Word travels fast. “Torres told you?”

“Torres texted the group chat forty-five seconds ago.” Walsh holds up her phone. I can’t read the screen from here but I can see a flurry of messages. “You’re famous.”

“I’m persistent.”

“Same thing around here.” Walsh leans against the wall. She’s studying me, but it’s different from Torres’s assessment. Less strategic, more curious. “You really want to be here that bad?”

“More than anything.”

She nods. Takes another sip of coffee. “Cap’s tough. You know that, right? She’s fair, but she’s tough. She doesn’t bend on things.”

“I know.”

“So what’s your plan? Just keep showing up?”

“Pretty much.”

Walsh almost smiles. “That’s either very brave or very stupid.”

“My grandma used to say those are the same thing.”

Now she does smile. It’s small and quick and she hides it behind her mug, and then Torres is back, walking down the hallway with the Tupperware still under her arm and Cap behind her.

Captain Donnelly looks the same. Tall, bun, scar, coffee. She sees me and her expression does a thing I’m learning to read, which is that it does nothing at all. She has the most controlled face of any human being I’ve ever met. She should play poker. She would destroy people.

“Kimball.”

“Captain.”

“Torres says you brought cookies.”

“Yes, ma’am.”

“Torres also ate three of them in the time it took her to walk to my office.”

I glance at Torres, who shrugs without apology.

Cap looks at me. That same steady look from last time, the one that feels like being evaluated by someone who’s alreadymade a decision but is too professional to say so in front of people.

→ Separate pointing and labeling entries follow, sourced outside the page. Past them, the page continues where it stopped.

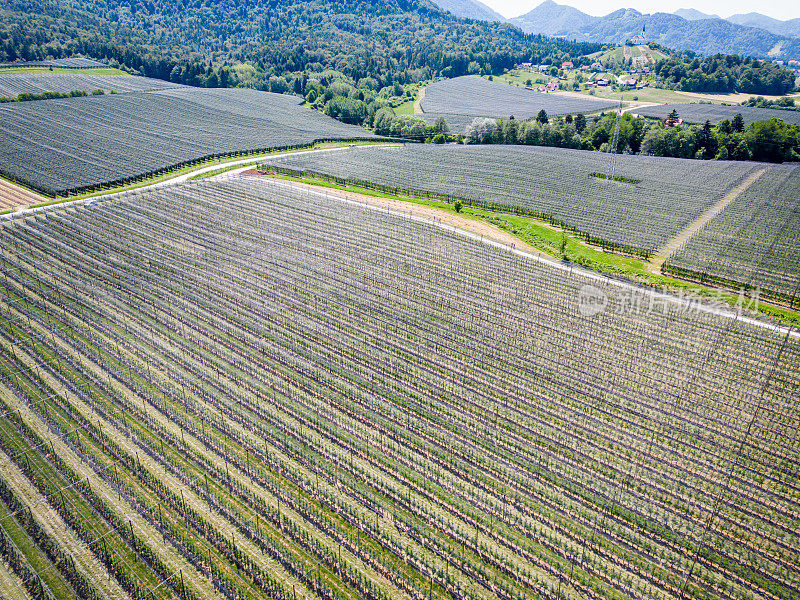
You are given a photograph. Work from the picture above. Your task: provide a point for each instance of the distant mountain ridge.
(705, 34)
(790, 28)
(470, 9)
(692, 14)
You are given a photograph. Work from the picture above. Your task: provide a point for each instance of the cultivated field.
(77, 62)
(260, 392)
(78, 143)
(14, 84)
(700, 113)
(755, 241)
(455, 123)
(479, 97)
(547, 182)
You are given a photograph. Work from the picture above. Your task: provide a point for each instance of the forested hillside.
(196, 42)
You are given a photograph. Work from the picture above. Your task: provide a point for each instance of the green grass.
(547, 239)
(45, 70)
(406, 108)
(49, 574)
(184, 171)
(224, 169)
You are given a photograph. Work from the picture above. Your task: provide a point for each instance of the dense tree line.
(206, 42)
(772, 140)
(779, 103)
(723, 73)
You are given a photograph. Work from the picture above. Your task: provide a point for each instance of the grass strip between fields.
(567, 246)
(226, 164)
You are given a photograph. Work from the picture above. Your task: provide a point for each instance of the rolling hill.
(471, 9)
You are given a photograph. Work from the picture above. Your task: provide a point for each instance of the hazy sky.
(779, 9)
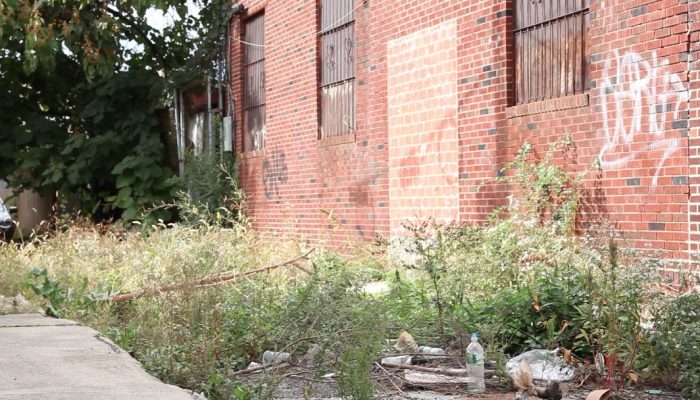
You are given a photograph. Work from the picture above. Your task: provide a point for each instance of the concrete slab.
(46, 358)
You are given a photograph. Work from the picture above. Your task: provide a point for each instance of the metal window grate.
(337, 84)
(549, 44)
(254, 84)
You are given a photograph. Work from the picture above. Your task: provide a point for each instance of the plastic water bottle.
(475, 364)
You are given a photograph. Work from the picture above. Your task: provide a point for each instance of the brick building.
(356, 115)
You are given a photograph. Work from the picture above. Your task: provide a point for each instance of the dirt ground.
(298, 384)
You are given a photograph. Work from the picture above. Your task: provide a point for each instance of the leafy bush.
(674, 345)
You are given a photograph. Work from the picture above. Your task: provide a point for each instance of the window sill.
(539, 107)
(246, 155)
(335, 140)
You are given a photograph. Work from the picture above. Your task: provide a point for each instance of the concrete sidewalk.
(47, 358)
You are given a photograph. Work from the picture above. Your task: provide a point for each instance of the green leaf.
(125, 180)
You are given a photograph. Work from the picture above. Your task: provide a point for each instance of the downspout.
(178, 133)
(210, 130)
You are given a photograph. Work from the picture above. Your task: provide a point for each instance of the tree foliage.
(84, 89)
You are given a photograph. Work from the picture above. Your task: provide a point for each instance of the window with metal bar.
(337, 84)
(550, 38)
(254, 84)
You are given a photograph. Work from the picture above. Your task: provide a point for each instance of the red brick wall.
(639, 119)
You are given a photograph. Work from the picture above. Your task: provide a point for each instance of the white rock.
(547, 365)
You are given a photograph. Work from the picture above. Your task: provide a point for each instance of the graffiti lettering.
(633, 88)
(274, 174)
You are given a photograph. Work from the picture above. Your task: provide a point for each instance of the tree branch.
(134, 27)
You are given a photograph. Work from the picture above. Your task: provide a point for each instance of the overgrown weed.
(524, 280)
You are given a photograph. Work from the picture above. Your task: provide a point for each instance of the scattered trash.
(376, 288)
(406, 344)
(316, 355)
(427, 378)
(436, 351)
(525, 384)
(546, 365)
(273, 357)
(475, 363)
(397, 360)
(603, 394)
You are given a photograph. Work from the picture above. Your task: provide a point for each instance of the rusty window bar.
(254, 84)
(337, 62)
(549, 41)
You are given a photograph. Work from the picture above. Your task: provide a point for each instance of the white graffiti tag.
(633, 89)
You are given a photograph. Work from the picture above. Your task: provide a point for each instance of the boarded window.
(254, 84)
(337, 85)
(549, 48)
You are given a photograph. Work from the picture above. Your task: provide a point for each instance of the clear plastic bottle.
(475, 364)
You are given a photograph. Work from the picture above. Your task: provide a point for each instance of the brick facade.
(435, 121)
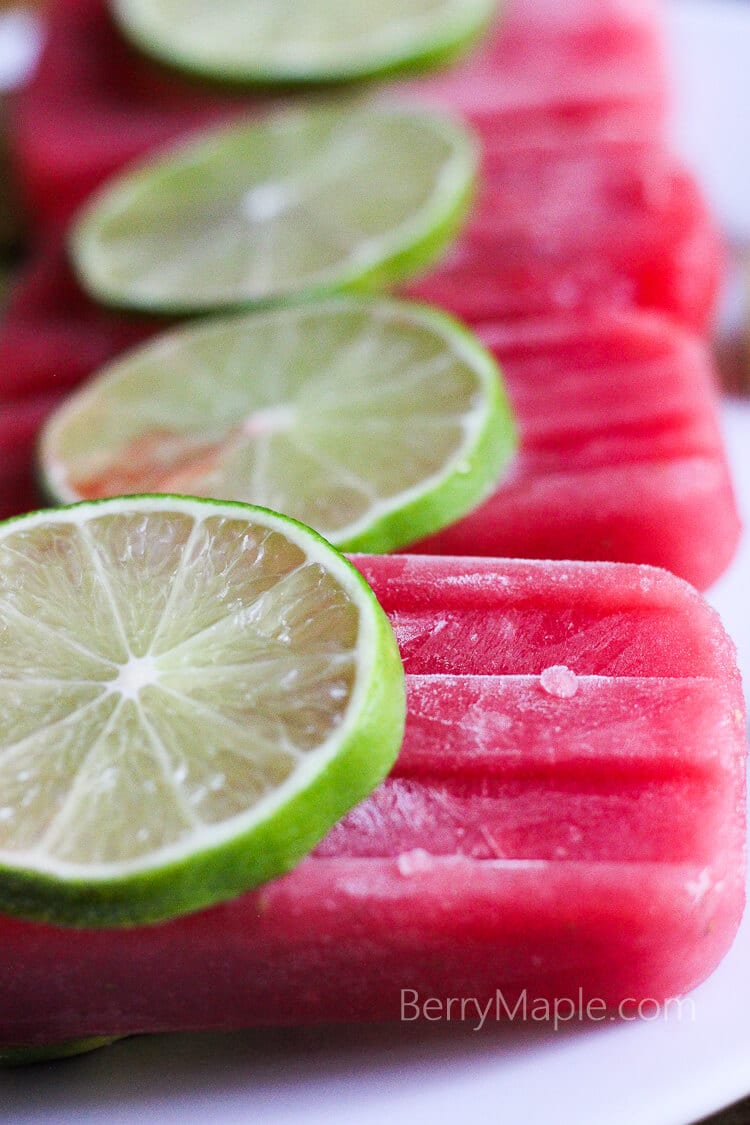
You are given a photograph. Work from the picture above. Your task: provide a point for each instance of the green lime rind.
(444, 42)
(450, 488)
(137, 244)
(461, 487)
(291, 824)
(52, 1052)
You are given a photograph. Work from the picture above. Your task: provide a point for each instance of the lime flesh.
(191, 694)
(306, 201)
(375, 421)
(303, 41)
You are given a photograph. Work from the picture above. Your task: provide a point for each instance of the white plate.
(666, 1072)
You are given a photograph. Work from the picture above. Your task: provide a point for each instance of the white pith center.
(265, 201)
(139, 672)
(272, 420)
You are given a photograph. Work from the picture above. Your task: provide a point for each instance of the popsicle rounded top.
(579, 844)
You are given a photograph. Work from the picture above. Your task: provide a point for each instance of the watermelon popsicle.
(567, 813)
(647, 241)
(96, 104)
(621, 456)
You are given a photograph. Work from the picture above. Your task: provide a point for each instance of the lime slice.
(51, 1052)
(375, 421)
(305, 201)
(303, 41)
(191, 694)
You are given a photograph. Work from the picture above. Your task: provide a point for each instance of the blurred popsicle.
(567, 818)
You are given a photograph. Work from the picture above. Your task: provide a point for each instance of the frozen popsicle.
(556, 75)
(95, 104)
(621, 457)
(19, 423)
(566, 821)
(585, 230)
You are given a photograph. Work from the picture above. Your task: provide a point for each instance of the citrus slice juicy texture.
(190, 694)
(375, 421)
(306, 200)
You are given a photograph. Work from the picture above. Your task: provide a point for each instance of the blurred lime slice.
(303, 41)
(375, 421)
(305, 201)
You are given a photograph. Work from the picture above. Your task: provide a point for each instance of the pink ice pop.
(621, 453)
(566, 820)
(95, 104)
(621, 457)
(586, 230)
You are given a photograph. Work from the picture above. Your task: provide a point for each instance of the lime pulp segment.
(303, 41)
(376, 421)
(191, 694)
(301, 203)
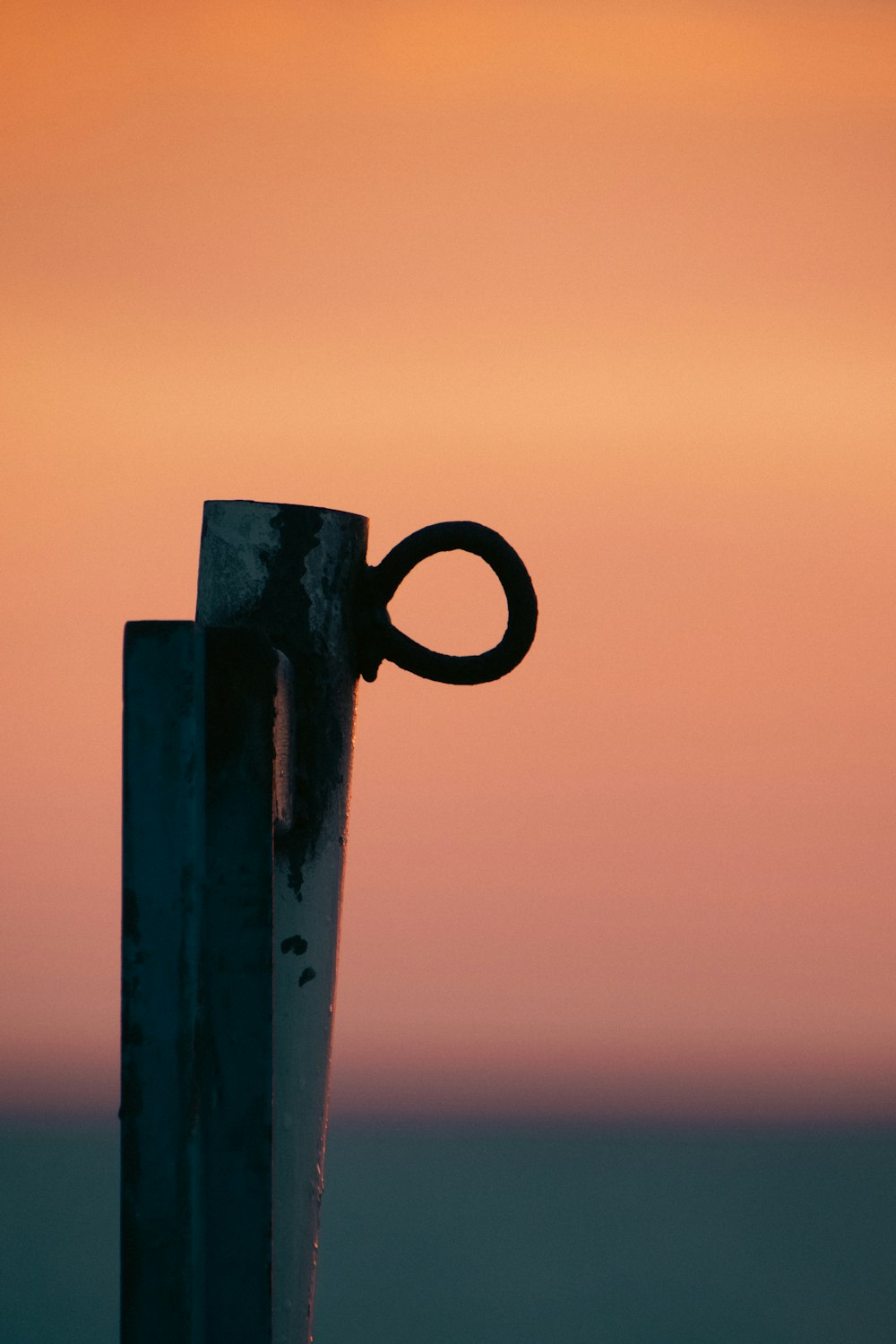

“My answer hasn’t changed.”

I nod. She knows I know. That’s not the point.

“Then why are you here?”

Because I can hear your sirens from my bedroom. Because I’ve been walking these streets my whole life and your crew runs them and I want to run them too. Because I looked up Station 24 on Greystone Road and it’s fine, it’s a perfectly fine station with a perfectly fine captain, and I don’t want fine. I want this.

“Because you said I could apply through channels if a spot opens. I’m just making sure you know I’m interested. In case a spot opens.”